25.07.2001 (FAZ)

Ferromagnetisches Eisen als Supraleiter

  Eisen wird bei einem Druck von mehr als hundertfünfzigtausend Atmosphären und bei einer Temperatur von minus 271 Grad supraleitend. Das haben jetzt Forscher von der Universität Osaka entdeckt. Das Metall leitet unter diesen Bedingungen den elektrischen Strom ohne jeglichen Widerstand. Das ist ungewöhnlich, da Eisen normalerweise ferromagnetisch ist. Die Spins der Elektronen sind parallel zueinander orientiert. Eisen läßt sich deshalb vergleichsweise leicht magnetisieren. Das steht der Supraleitung jedoch im Wege.
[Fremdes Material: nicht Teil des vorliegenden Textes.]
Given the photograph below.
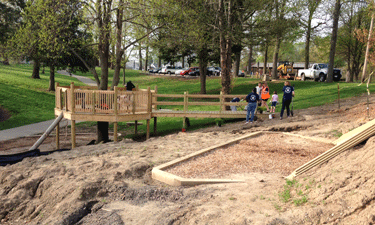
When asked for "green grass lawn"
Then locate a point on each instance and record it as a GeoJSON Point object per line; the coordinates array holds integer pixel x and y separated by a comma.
{"type": "Point", "coordinates": [29, 102]}
{"type": "Point", "coordinates": [27, 99]}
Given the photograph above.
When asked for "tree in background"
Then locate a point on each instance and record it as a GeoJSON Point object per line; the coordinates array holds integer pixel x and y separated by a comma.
{"type": "Point", "coordinates": [310, 7]}
{"type": "Point", "coordinates": [10, 20]}
{"type": "Point", "coordinates": [349, 48]}
{"type": "Point", "coordinates": [336, 16]}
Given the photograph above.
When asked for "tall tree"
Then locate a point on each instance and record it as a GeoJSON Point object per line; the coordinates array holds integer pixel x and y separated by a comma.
{"type": "Point", "coordinates": [349, 48]}
{"type": "Point", "coordinates": [336, 16]}
{"type": "Point", "coordinates": [10, 20]}
{"type": "Point", "coordinates": [311, 7]}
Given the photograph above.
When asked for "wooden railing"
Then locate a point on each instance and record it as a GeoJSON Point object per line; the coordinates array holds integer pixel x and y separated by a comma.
{"type": "Point", "coordinates": [88, 100]}
{"type": "Point", "coordinates": [222, 101]}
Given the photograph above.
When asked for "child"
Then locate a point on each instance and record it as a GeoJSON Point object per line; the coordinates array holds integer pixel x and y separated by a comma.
{"type": "Point", "coordinates": [274, 100]}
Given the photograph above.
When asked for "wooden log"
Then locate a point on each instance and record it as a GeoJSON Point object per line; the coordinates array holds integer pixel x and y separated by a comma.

Bei tiefen Temperaturen verbinden sich nur Elektronen mit entgegengesetzt gerichteten Spins zu sogenannten Cooper-Paaren, die reibungsfrei durch den Leiter fließen. Selbst kleinste magnetische Verunreinigungen in einer Probe können die Bildung dieser Teilchenpaare verhindern. Für die Supraleitung bei Eisen machen die Forscher änderungen in der Kristallstruktur verantwortlich, die sich ergeben, wenn das Metall verdichtet wird ("Nature", Bd. 412, S. 316). Den neuen Zustand erzielten die Wissenschaftler, indem sie ein kleines Stück des Metalls in einer Hochdruckzelle komprimierten. Als man die Probe dann mit flüssigem Helium kühlte, nahm die Leitfähigkeit sprunghaft zu, wie man es von einem Supraleiter erwartet. Den endgültigen Beweis für die Supraleitung erbrachte schließlich der sogenannte Meißner-Effekt, der auftritt, wenn die Probe einem starken Magnetfeld ausgesetzt wird. Während eine normalleitende Substanz das Feld nicht beeinflußt, drängt ein Supraleiter es aus seinem Inneren heraus und verzerrt dadurch den Verlauf der Feldlinien.

F.A.Z.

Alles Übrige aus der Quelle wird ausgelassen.